Let $\phi$ be an automorphism of $G$. The translation group is characteristic (it is a normal Sylow subgroup of $G$) and hence is fixed by $\phi$. So we can write $\phi(\tau_a) = \tau_{\psi(a)}$ where $\psi$ as is a permutation of $K$ induced by $\phi$. Since $\phi$ fixes the identity of $G$, we have $\psi(0)=0$. Also, by composing $\phi$ with the inner automorphism induced by $\mu_b$ for some $b$, we can assume that $\psi(1)=1$.

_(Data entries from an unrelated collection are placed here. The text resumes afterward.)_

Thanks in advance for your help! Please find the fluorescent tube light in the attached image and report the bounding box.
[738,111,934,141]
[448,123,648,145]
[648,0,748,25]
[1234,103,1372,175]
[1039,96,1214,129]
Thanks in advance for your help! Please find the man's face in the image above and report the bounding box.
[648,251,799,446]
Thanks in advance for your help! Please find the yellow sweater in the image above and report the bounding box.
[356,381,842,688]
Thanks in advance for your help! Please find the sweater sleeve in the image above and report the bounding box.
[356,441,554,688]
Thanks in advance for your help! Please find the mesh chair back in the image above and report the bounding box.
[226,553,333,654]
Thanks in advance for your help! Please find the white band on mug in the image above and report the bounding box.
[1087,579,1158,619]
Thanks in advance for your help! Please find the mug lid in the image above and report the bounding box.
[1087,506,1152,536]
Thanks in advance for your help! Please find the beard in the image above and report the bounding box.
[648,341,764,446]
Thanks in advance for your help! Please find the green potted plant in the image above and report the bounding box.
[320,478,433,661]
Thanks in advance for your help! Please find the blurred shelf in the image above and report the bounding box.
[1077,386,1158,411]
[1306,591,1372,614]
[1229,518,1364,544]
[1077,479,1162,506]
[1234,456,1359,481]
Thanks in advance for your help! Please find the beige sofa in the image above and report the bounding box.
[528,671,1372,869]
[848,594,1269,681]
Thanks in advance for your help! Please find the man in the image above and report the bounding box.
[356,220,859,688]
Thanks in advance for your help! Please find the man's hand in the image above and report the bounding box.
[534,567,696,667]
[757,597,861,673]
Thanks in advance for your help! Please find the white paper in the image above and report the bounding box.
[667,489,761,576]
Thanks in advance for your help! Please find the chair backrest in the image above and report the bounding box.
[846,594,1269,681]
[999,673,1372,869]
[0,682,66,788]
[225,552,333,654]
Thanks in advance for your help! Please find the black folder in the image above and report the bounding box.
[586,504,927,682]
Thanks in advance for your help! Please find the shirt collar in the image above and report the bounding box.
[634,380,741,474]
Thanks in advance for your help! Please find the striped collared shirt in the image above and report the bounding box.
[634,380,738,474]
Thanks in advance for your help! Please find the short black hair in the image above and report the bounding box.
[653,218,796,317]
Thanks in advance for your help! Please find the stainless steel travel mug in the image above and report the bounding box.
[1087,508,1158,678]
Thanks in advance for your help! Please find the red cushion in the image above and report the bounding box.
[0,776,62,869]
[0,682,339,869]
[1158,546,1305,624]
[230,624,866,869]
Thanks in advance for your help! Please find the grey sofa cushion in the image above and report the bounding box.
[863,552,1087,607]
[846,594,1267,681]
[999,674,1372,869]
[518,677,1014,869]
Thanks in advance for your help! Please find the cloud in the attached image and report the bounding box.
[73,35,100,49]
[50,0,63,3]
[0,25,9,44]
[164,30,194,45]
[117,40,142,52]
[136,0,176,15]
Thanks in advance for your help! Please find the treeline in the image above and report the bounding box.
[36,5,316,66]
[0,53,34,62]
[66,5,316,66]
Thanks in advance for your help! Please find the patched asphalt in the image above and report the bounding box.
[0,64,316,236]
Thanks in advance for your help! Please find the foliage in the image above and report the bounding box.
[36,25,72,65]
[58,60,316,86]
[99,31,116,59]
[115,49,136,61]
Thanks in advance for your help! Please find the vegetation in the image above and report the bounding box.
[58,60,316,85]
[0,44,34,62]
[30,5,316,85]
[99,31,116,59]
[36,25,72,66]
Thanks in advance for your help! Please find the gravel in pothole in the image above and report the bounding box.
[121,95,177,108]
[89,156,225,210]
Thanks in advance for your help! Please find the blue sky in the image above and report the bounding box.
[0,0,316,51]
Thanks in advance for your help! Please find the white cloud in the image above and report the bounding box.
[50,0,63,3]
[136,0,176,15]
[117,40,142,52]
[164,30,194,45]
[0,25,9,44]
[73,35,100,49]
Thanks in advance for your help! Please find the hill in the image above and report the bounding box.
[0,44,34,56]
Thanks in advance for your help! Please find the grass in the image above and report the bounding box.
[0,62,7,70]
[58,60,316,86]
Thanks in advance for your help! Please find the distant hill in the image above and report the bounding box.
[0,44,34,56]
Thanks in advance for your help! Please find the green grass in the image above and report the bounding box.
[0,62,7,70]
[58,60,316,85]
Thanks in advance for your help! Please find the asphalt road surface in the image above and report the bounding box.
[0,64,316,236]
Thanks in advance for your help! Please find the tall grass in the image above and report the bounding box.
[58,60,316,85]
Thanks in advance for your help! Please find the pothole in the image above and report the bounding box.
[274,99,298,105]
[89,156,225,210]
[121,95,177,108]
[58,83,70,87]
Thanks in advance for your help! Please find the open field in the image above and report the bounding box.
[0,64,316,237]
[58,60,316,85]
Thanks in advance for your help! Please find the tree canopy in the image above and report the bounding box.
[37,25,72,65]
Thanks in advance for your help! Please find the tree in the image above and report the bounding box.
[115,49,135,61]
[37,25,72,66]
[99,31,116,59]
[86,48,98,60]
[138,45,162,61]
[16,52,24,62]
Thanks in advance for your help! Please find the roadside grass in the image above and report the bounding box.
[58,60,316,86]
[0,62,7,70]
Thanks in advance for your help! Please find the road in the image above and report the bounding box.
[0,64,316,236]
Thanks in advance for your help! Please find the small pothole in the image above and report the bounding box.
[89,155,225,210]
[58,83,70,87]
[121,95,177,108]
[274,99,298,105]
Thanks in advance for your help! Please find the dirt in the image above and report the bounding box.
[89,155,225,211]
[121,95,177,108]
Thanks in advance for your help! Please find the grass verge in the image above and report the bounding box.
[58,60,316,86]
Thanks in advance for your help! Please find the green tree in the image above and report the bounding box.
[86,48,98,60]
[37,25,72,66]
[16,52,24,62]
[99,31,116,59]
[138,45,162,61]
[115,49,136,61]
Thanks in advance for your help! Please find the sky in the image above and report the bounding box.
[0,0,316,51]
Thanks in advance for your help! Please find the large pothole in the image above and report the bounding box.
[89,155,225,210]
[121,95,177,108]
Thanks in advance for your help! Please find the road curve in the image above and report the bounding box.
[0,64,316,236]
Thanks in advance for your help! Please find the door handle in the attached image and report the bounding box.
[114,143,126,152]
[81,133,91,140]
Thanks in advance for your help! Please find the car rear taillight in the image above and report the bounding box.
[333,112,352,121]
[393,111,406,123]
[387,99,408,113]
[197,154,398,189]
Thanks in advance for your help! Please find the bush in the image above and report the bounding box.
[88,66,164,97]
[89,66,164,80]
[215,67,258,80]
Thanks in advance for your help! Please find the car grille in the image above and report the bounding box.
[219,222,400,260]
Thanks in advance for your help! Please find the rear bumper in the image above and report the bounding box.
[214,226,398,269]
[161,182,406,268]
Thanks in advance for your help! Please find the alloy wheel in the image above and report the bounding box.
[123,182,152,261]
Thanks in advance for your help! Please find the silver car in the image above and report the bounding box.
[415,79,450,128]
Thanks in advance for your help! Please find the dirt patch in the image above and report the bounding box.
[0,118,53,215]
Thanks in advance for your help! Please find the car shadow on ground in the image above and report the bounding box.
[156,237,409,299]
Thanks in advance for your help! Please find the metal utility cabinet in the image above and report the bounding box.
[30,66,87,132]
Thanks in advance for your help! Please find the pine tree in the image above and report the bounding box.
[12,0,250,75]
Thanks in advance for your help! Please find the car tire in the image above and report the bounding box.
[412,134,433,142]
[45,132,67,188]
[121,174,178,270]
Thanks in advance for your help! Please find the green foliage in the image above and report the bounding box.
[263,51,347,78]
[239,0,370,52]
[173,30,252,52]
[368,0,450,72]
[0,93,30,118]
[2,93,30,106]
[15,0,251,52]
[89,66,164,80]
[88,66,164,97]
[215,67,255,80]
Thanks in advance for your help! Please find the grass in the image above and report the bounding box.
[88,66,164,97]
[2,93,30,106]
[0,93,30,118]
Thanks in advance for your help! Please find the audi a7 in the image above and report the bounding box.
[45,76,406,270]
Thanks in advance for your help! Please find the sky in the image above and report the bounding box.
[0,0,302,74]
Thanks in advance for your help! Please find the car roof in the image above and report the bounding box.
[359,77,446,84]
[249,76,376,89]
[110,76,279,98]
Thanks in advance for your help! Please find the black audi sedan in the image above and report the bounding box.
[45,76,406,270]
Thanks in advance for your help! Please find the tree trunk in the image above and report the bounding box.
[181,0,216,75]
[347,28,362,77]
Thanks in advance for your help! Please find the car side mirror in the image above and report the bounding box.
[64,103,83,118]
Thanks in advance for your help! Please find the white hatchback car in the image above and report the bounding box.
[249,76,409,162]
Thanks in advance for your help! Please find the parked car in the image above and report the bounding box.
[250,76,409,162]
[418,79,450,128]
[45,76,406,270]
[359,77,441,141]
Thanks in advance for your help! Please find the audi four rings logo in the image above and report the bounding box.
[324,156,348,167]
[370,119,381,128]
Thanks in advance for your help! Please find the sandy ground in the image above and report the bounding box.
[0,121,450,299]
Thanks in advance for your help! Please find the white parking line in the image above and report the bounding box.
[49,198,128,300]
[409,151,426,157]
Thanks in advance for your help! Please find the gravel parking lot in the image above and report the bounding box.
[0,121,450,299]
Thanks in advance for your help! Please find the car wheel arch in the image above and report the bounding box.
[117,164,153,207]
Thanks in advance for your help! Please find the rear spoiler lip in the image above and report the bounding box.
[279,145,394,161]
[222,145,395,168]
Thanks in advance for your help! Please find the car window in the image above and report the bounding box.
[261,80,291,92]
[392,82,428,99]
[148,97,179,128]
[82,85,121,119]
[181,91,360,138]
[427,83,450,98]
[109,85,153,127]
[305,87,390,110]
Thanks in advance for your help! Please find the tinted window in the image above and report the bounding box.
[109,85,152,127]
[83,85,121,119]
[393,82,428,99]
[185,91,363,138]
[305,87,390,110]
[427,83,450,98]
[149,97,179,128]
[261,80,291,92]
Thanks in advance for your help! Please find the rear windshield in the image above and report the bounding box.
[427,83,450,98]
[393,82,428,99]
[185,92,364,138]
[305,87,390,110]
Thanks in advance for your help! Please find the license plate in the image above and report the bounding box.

We claim that $\psi$ is an automorphism of $K$, which will prove that ${\rm Aut}(G)={\rm A \Gamma L}(1,q)$.

$\psi(a_1+a_2)=\psi(a_1) + \psi(a_2)$ follows from $\phi(\tau_{a_1}\tau_{a_2}) = \phi(\tau_{a_1})\phi(\tau_{a_2})$.

Now, since $\psi(1)=1$, $\phi$ must fix the stabilizer in $G$ of $1 \in K$, which the multiplication group of elements $\mu_b \in G$. Then $$\phi(\mu_b)\tau_1\phi(\mu_b^{-1}) = \phi(\mu_b)\phi(\tau_1)\phi(\mu_b^{-1}) = \phi(\mu_b\tau_1\mu_b^{-1}) = \phi(\tau_{b}) = \tau_{\psi(b)}=\mu_{\psi(b)}\tau_1\mu_{\psi(b)}^{-1}$$ implies that $\phi(\mu_b) = \mu_{\psi(b)}$, and then $\psi(b_1b_1)=\psi(b_1)\psi(b_2)$ follows from $\phi(\mu_{b_1}\mu_{b_2}) = \phi(\mu_{b_1})\phi(\mu_{b_2})$.